No matter where you work or even if you are just a “Domestic Goddess”, by the time the weekend arrives you are exhausted. You want to relax, let the children mess up the house and pray that your husband does a couple of the thing on the honey-do list. Don’t pray too hard because you know that prayer won’t go higher than the ceiling. But, if it does and the “man upstairs” hears your prayers, you are on his naughty list because your husband has not completed a thing on the honey-do list since, how old is my third child? Six, seven years, it would appear since he last completed something around here without complaint or a bill from a repair person.
This weekend as I curl my feet up on the couch and listen to my youngest complain because I am breaking the “no feet on the couch” rule, I suddenly tune into the sound of my husband in the background and his phone conversation:
“Mom, we will be over tomorrow for dinner.”
Has he lost his mind? He sheepishly walks into the room and makes the big announcement that we are going to his mother’s for dinner on Saturday night. Don’t get me wrong, I love a home cooked meal just as much as the next person, especially one that I did not have to prepare. My issue is his mother. My mother-in-law is CRAZY! I know I shouldn’t say that, but I have to be honest.
When we walk up to her front door, I am always faced with those dreaded words –
“Here is my handsome son, beautiful grandkids, and Joyce.”
Maybe I should not take it personally that I am JUST “Joyce” to her, but I feel there should be more respect given. I am a mother, a wife, a full-time employee – aka “Super Woman”. I earn more than 50% of the income for the family, pay all the bills, bathe the children, clean the house (no I don’t have a house keeper), do school drop off, Brownie meetings, and the list goes on. And, to her, I am JUST “Joyce.”
As the day progresses my mother-in-law caters to my husband. She brings him a drink, but doesn’t offer me one. Instead, she tells me I can help myself in the kitchen. She would ask me for my help in the kitchen only to so that she could give me a piece of motherly advice.

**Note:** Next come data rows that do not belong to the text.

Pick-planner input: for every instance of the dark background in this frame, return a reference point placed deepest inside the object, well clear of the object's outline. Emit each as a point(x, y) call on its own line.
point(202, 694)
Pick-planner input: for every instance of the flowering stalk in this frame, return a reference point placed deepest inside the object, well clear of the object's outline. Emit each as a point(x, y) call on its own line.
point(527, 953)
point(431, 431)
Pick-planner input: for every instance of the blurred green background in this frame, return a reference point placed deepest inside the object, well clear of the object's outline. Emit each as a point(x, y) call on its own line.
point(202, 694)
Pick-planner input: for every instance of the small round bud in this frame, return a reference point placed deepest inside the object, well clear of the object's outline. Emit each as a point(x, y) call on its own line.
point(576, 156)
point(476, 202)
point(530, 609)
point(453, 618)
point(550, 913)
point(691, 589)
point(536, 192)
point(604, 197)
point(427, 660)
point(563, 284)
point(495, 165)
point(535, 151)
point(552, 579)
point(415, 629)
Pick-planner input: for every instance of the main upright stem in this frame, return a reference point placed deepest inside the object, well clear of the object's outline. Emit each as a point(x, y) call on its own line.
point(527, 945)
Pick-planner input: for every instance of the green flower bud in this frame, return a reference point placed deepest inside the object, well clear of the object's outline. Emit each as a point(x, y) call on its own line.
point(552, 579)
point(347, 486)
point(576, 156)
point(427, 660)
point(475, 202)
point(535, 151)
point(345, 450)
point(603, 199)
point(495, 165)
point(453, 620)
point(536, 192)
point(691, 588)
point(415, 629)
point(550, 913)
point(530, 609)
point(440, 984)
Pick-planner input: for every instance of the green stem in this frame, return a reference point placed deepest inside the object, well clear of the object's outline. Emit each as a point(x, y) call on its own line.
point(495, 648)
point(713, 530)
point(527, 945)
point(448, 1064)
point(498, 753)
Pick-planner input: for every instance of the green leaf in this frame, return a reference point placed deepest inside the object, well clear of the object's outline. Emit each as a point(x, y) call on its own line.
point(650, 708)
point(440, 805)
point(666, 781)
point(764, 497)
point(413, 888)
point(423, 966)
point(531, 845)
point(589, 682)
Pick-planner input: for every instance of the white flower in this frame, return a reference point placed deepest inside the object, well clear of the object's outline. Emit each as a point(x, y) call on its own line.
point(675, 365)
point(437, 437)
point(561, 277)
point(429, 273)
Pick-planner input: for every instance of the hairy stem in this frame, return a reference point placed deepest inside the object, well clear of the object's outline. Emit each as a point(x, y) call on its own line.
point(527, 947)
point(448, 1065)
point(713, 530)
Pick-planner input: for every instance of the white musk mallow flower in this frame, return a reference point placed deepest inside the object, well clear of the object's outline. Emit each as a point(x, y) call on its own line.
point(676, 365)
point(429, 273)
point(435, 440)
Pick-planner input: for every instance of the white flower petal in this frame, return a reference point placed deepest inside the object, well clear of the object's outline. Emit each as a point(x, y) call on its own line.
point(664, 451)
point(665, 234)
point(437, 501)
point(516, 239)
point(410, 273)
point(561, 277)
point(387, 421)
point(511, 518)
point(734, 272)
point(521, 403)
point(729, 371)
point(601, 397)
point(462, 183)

I have come to resent the “mother” talks that she likes to give me. They always end up with her telling me that I need to try and be more attractive for my husband: buy nice clothes, spend more time on my hair, get a pedicure, keep my nails maintained, etc. etc. My mother-in-law goes on to explain, “My husband never sees me without make-up nor does he have to snuggle up to stubbly legs while we are in bed.” Most days I can take the babble and take it for what it is — an older woman who continually over steps the boundaries, not understanding the true meaning of RESPECT!
Today I sat there looking at her, getting more frustrated inside. Something started to boil in me; I suddenly had the power of Evelyn from the movie, Fried Green Tomatoes. I closed my eyes and when I opened them again, I started to speak:
“First of all, I am not JUST Joyce. I am a mother, a wife and frankly the breadwinner in my household. Your son does not cook, clean, or help with the children. That is my responsibility. If you don’t like the way I look then you need to tell your “handsome” son to pick up a mop, earn more money, or help with the children so Joyce can have some time to get her hair done, get a pedicure and manicure and mask her fat body.”
My mother-in-law stood there in shock. She walked out of the room. I sat there for a second and thought what wrath have I opened up on my family. I feel good but nervous inside. Dinner was silent. She barely said a word except to answer questions.
Weeks passed and slowly my husband started to pick up a mop and help. And, to my surprise, I got a call at work one day from my mother-in-law. She asked if she could pick the kids up after school for the week. She said, “Dear, I guess I was not doing my part either. I will pick up the kids this week so you can do some of those things that you would like to do.”
Even though my mother-in-law probably still feels like I am not enough for her “handsome son”, even with “maintenance,” at least she is helping to make sure that “Joyce” has some time for herself.
To this day, we have never discussed the conversation that we had in the kitchen. My husband has never mentioned it either. Now when we go to her house, she does not greet me as JUST “Joyce” anymore. Maybe it took me calling her out on her behavior for her to realize that you can’t always assume that you know what is going on within a household. For once, maybe she realized that I deserve as much respect as her son.